The most commonly selected weight of paper is 140lb/300gsm, which should not require stretching if minimal amounts of water are applied. However, if you favour wet or repeated washes in your work we would recommend stretching anything under 200lb/425gsm as stretching will make the surface less likely to cockle. For more information about stretching paper why not read our Guide to Soaking and Stretching your Watercolour Paper.
Another choice you will be faced with is which format you would like to buy your paper in. Most papers are commonly available in loose sheets, pads and blocks in a wide variety of sizes.
Loose sheets of watercolour paper are most commonly available in Full Imperial size at 5 sheets per pack. Imperial is an old unit of paper measurement and a full imperial sheet will measure 30 x 22” (76 x 56cm). Some brands of paper may come in at just a little under this size, such as the Botanical Ultra Smooth and Fabriano 5 NOT so it worth double checking the product description just to make sure that it fits your requirements.
We also offer a paper cutting service free of charge. At no extra cost, we will be able to cut your full imperial sheets into either ½ Imperial (15x22”/56x38cm) or ¼ Imperial (11x15”/ 38x28cm). If you choose to have your paper cut to ½ Imperial you will receive 10 sheets in total, and if you choose to have it cut to ¼ imperial you will receive 20 sheets. If you opt to have your paper cut then you will alter the amount of deckle edges each sheet has.
Watercolour Paper Pads offer a great way to keep your watercolour sheets bound together for easy transportation when painting out-and-about. Pads can either be bound with gum or a spiral in either a landscape or portrait format. It is worth noting that a Gummed Pad is only gummed at one end. Bound pads are also great if you wish to complete multiple paintings on the go, as the pages can be leafed through, unlike in a Block.

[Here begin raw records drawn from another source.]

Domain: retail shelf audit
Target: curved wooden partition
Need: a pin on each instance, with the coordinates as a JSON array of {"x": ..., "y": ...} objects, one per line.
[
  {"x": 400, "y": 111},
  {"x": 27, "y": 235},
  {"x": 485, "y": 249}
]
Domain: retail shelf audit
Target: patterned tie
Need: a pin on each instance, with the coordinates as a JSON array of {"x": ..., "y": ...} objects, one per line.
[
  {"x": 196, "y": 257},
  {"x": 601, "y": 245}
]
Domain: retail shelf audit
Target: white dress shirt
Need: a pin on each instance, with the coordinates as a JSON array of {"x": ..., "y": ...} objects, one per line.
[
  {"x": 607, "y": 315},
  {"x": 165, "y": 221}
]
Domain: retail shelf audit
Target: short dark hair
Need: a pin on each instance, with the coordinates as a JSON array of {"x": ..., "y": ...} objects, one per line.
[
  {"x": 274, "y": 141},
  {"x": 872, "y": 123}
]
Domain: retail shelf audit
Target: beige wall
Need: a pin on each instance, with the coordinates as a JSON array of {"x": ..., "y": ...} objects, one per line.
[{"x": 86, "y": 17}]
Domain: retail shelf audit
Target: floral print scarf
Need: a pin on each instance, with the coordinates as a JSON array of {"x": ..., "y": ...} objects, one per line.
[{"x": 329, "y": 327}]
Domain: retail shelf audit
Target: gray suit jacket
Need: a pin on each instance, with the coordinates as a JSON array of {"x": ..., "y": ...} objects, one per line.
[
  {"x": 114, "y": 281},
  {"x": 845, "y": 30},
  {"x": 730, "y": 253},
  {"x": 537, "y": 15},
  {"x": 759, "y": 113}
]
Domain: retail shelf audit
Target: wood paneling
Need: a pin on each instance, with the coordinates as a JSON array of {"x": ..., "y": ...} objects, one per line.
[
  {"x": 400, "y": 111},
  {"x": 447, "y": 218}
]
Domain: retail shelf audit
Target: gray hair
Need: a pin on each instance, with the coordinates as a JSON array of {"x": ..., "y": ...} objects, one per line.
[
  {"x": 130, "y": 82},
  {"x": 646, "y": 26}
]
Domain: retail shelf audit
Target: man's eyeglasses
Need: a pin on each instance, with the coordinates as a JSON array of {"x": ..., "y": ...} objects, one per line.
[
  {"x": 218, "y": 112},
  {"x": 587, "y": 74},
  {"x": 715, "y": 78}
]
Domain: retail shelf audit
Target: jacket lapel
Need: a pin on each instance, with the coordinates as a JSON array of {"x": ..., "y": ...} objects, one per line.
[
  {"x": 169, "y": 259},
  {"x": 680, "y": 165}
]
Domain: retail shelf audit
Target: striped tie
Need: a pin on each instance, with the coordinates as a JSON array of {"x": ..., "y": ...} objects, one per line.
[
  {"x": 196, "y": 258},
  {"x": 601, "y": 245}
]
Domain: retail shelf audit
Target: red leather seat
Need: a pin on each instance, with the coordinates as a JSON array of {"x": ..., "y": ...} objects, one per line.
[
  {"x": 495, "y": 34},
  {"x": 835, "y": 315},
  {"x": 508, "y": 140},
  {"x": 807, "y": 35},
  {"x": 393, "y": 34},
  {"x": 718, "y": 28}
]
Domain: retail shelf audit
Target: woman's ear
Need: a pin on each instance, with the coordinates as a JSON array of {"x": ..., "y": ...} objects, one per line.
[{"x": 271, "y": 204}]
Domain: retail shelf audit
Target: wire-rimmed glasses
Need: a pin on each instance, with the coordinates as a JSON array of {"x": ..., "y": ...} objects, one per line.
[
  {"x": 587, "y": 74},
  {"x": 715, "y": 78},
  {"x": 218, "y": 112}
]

Watercolour Paper Blocks are a fantastic choice if you do not have time to stretch your watercolour paper. Blocks are glued on all four sides, unlike a Gummed Pad which is only sealed at one end. The glued sides mean that the paper is unlikely to cockle and therefore does not require stretching before use. Once your painting is complete and dry you can remove it from the block by using a blunt knife. Commonly there is a small gap in the adhesive on one side, this gap allows you to slip in a knife and release your painting.